Une question peut être posée ici : à quelle condition une bonne décision peut-elle être prise ? Nous pouvons décider soit par intuition, soit par réflexion (système 1 et 2 de Daniel Kahneman). Deux des plus grands théoriciens de la prise de décision, Kahneman et Gary Klein ont cherché à comprendre ce qui nous permet de prendre de bonnes décisions par intuition. Leur conclusion est que nous pouvons faire confiance à notre intuition si et seulement si nous évoluons dans « un environnement suffisamment régulier pour être prévisible ; avec la possibilité d’apprendre de ces régularités grâce à une pratique durable. » L’attitude disruptive est bien loin d’être compatible avec ce que nous disent ces deux chercheurs, elle nous enjoint à nous méfier des conditions qui rendent possibles une prise de décision intuitive fiable. Et la prise de décision par réflexion ? Le problème ici réside dans le fait que pour réfléchir, il faut être capable de s’appuyer sur des vérités qui paraissent bien établies, soit par expérience soit parce qu’elle nous semble intuitives ou évidentes par elles-mêmes. Autrement dit, l’attitude disruptive ne rend pas non plus possible la prise de décision par la réflexion. Seconde objection. Si chacun d’entre nous devenait disruptif, si l’attitude disruptive nous devenait aussi naturelle que respirer alors le monde connaitrait une accélération importante (qu’il connait déjà si l’on en croit les travaux d’Harmut Rosa).

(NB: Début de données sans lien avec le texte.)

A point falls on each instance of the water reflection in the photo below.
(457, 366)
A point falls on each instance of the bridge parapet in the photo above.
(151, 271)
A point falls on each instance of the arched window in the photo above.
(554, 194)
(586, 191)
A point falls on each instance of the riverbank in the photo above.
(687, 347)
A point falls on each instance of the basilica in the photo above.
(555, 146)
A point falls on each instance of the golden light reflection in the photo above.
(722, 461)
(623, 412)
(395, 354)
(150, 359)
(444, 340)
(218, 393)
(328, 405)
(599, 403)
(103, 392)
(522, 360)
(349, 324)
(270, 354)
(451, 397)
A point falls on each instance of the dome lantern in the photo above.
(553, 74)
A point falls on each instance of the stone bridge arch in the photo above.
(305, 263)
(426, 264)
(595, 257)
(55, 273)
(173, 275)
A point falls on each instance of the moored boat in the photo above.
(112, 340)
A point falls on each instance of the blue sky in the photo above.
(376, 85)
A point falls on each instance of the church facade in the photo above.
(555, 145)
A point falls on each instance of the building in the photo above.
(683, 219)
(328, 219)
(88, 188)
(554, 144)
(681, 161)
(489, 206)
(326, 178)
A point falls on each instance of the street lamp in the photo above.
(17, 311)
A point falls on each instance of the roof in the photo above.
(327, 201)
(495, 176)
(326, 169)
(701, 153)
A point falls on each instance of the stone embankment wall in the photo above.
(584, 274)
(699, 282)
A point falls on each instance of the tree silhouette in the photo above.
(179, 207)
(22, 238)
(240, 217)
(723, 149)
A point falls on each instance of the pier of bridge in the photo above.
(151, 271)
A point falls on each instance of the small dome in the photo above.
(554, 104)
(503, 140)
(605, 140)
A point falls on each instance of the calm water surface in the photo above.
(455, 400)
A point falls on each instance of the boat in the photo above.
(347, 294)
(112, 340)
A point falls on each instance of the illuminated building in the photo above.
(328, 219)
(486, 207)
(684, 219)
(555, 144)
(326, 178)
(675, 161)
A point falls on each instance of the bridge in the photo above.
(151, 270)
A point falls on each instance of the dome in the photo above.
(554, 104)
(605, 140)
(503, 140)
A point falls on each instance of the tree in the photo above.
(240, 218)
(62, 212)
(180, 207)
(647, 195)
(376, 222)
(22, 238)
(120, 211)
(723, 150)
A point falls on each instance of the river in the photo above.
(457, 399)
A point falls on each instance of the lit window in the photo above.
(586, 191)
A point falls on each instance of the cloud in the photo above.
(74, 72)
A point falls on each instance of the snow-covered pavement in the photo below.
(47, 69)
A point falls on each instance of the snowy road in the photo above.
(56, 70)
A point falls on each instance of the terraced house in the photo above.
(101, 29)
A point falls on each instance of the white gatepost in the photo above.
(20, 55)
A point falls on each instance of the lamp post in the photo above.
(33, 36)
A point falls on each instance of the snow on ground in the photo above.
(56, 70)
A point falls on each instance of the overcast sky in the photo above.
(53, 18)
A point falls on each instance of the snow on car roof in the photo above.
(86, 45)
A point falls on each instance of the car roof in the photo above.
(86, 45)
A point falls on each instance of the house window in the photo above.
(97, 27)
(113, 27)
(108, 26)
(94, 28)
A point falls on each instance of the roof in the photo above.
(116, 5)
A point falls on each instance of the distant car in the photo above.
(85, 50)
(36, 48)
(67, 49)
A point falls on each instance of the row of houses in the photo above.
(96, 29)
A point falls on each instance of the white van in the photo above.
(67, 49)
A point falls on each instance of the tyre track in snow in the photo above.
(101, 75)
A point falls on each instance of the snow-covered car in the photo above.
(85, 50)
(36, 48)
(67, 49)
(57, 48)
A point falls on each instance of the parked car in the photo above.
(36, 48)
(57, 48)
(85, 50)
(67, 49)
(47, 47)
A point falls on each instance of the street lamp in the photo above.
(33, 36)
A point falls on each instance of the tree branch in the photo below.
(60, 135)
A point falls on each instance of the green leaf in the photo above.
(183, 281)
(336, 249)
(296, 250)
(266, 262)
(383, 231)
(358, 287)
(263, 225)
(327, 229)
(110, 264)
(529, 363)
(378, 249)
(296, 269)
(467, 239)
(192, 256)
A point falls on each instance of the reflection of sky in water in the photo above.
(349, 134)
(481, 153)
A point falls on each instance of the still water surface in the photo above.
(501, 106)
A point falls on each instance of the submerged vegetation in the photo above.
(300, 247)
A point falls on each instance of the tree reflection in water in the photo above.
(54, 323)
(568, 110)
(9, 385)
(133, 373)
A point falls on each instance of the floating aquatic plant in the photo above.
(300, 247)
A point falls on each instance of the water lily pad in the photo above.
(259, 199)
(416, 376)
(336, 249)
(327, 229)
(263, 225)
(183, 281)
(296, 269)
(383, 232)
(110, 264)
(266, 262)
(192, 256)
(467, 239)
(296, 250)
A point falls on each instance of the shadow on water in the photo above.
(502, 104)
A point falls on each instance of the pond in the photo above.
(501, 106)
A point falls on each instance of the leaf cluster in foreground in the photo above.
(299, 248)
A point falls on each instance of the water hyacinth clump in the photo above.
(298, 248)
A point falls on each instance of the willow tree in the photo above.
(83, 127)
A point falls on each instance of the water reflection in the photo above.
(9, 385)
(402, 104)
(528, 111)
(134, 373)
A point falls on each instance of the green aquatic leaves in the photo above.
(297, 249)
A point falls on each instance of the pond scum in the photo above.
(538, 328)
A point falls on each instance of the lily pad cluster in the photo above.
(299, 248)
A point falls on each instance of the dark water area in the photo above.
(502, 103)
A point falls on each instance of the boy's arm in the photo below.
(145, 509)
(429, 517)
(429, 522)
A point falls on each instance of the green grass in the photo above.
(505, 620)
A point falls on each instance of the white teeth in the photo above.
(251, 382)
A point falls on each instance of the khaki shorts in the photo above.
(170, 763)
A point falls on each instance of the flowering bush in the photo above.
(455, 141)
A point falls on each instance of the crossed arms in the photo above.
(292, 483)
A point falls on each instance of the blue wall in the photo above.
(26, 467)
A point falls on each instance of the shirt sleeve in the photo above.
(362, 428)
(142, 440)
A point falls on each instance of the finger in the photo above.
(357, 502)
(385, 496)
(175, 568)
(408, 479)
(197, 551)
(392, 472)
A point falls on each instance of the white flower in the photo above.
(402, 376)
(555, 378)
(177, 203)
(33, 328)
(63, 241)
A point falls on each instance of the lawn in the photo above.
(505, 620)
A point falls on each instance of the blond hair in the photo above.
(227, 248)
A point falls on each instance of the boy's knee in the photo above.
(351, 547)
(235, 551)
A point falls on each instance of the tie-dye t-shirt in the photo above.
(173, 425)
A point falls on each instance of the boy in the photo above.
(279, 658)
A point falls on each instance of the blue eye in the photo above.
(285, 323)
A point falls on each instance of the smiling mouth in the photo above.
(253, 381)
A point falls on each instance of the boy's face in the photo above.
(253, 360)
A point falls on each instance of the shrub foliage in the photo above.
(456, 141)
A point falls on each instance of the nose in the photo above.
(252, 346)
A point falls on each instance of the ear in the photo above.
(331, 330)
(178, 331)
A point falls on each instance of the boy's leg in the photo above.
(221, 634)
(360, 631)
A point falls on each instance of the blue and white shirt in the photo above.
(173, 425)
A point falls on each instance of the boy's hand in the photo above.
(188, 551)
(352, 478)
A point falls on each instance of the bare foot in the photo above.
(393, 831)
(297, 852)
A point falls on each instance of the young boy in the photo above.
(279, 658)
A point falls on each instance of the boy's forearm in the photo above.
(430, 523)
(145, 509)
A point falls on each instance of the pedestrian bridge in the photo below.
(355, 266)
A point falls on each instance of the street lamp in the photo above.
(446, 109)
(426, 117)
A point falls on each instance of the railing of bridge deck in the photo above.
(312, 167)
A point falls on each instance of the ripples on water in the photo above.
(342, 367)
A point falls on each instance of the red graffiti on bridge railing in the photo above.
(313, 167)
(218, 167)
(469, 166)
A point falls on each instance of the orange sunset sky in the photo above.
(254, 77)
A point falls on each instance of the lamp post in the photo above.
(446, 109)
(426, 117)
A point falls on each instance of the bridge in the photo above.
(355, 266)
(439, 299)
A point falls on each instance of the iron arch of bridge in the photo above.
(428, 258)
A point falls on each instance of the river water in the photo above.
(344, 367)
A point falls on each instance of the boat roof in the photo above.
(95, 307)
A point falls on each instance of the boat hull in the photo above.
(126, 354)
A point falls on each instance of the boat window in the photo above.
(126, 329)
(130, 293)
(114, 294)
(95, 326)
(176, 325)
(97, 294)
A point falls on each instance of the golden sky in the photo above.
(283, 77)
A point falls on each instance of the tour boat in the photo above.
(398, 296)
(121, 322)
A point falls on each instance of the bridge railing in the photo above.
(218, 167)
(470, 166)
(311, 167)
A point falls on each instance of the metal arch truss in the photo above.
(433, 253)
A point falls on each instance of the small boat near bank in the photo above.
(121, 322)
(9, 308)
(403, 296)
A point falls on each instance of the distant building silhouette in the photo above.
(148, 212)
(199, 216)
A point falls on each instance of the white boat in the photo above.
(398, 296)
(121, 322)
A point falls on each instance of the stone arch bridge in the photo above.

Un monde qui changerait trop vite pourrait voir sa régularité devenir trop faible pour qu’une expérience au sens ordinaire du terme ne soit possible. Sans régularité du monde, il ne peut y avoir d’expérience, et sans expérience, il ne peut y avoir d’intuition fiable.
En somme, dans un monde où tout le monde serait constamment disrupteur, il deviendrait probablement impossible de prendre une bonne décision. Nous n’aurions plus le temps de la réflexion en raison de la rapidité de ce monde, et notre intuition n’aurait plus aucune fiabilité en raison même du fait que le monde n’aurait plus la régularité suffisante pour rendre possible l’apprentissage. Le monde dans lequel monsieur Mallart nous invite à entrer (et de toute façon, si je le comprends bien, nous n’aurons pas le choix : « peu importe notre rapidité à adopter les technologies, nos craintes, nos croyances : nous serons tous augmentés ».) n’est-il pas pure chimère ou pure folie ? À moins que les algorithmes, et plus généralement les NBIC ne nous sauvent de nous mêmes… Après tout, si les disrupteurs le veulent, ne peuvent-ils inventer des IA capables de s’affranchir des conditions qui nous limitent ? Ayons la foi !
Conclusion
Le proverbe dit que lorsque le sage montre la lune, l’idiot regarde le doigt. Mais sommes-nous vraiment sûrs que parfois, l’idiot ne regarde pas la lune ? Une attitude sage ne reviendrait-elle pas ici à examiner le prétendu sage qui montre la lune pour examiner avec un peu d’esprit critique ce qu’il nous invite à faire au lieu de nous laisser fasciner par le caractère grandiose et séduisant du monde qu’il nous invite à contempler et à bâtir ? To be continued…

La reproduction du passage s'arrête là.